Classification is a process related to categorization, the process in which ideas and objects are recognized, differentiated, and understood. Different objects are put into a class if they same some fundamental traits.
What is Sentiment Analysis?
The process of computationally identifying and categorising opinions expressed in a piece of text, especially in order to determine whether the writer’s attitude towards a particular topic, product, etc. is positive, negative, or neutral.
What is the goal of the Naive Bayes Classifier? What are the issues that come with it?
Goal:
To predict the most likely label given the data.
Issues:
- All features are equally important
- Conditional independence assumption
- Context not taken into account
- Unknown words.
In the Naive Bayes Classifier, describe the formulas for the evidence p(x), prior p(y) and likelihood p(x_i | y)
Evidence:
p(x) = 1 since x is constant
Prior:
p(y) = N_y / N_x
(i.e. number of elements of class y over all data, so the frequency of the class over the data)
Likelihood:
p(x_i | y) = (count(x_i, y) + 1) / (Sum_x count(x,y) + size(vocab)
Describe Logistic Regression and give its issues.
Logistic regression tries to discriminate between classes by solving y = argmax_y P(y|x) by assigning weights w_i to features x_i. We learn these weights in order to make predictions closer to the target output.
Issues:
- Context not taken into account
- Unknown words.
Give the equation of cross-entropy loss and say what is its intuition.

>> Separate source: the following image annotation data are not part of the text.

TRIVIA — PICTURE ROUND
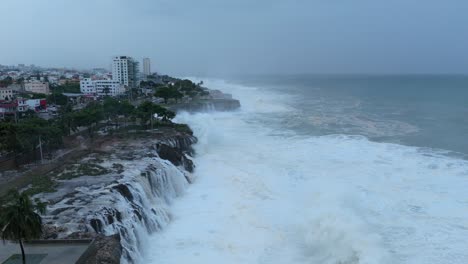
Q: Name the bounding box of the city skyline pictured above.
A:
[0,0,468,76]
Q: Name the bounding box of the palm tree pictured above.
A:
[0,190,46,264]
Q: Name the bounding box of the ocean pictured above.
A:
[143,75,468,264]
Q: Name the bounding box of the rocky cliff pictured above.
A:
[38,129,196,263]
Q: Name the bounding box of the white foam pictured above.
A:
[144,78,468,264]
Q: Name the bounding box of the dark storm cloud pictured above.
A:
[0,0,468,75]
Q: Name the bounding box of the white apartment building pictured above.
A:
[24,80,50,94]
[80,78,125,96]
[112,56,138,88]
[143,58,151,76]
[80,78,96,94]
[0,88,13,100]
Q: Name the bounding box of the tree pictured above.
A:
[0,190,46,264]
[47,93,68,105]
[154,87,183,104]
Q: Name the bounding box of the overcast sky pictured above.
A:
[0,0,468,76]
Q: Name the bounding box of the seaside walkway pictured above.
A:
[0,240,91,264]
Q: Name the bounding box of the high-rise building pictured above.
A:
[80,78,125,96]
[143,58,151,76]
[24,80,50,94]
[112,56,138,88]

H(P, Q) = - Sum_classes P(y_i) * log Q(y_i)
It measures how close the predicted distribution is to the true distribution.
Why would we use Neural Networks for NLP? What could be an issue?
- Automatically learn features
- Non-linearity
- Multiple parameters and functions so flexibility to fit highly complex data
Issue:
Requires more data for proper training.
You have a sentence:
‘I like to eat big trees’
Length = 6, Embed_size = 2.
If we perform convolution with a window size of 2, what would the resulting matrix’s dimensions be?
m = Length - window_size + 1 m = 6 - 2 + 1 = 5
The matrix’s column size will be equal to the concatenation of the feature column size for each one of the word in the convolution, so 2x2 = 4.
New Matrix Size: 5 x 4
How can we train CNNs to work with unknown words?
We perform character-level or sub-word-level training, where we feed words as a sequence of letters or subwords. This will allow the network to compose new words and recognise unknown words.
Compare FFNNs vs CNNs vs RNNs
FFNNs:
Powerful Classifier for complex problems
CNNs:
Capture Context Hierarchically
RNNs:
Capture context sequentially, for this reason they are non-parallelisable.
Give the equations and interpretations for classification rate/accuracy, recall, precision and f1-score.
Classification Rate: No of correctly classified examples divided by all examples
(TP + TN) / (TP + TN + FP + FN)
Recall: No of correctly classified positive examples divided by total no of positive examples
TP / (TP + FN)
Precision: No of correctly classified positive examples divided by total number of predicted positive examples
TP / (TP + FP)
F1: A mix of Recall and Precision
2 * Precision * Recall / (Precision + Recall)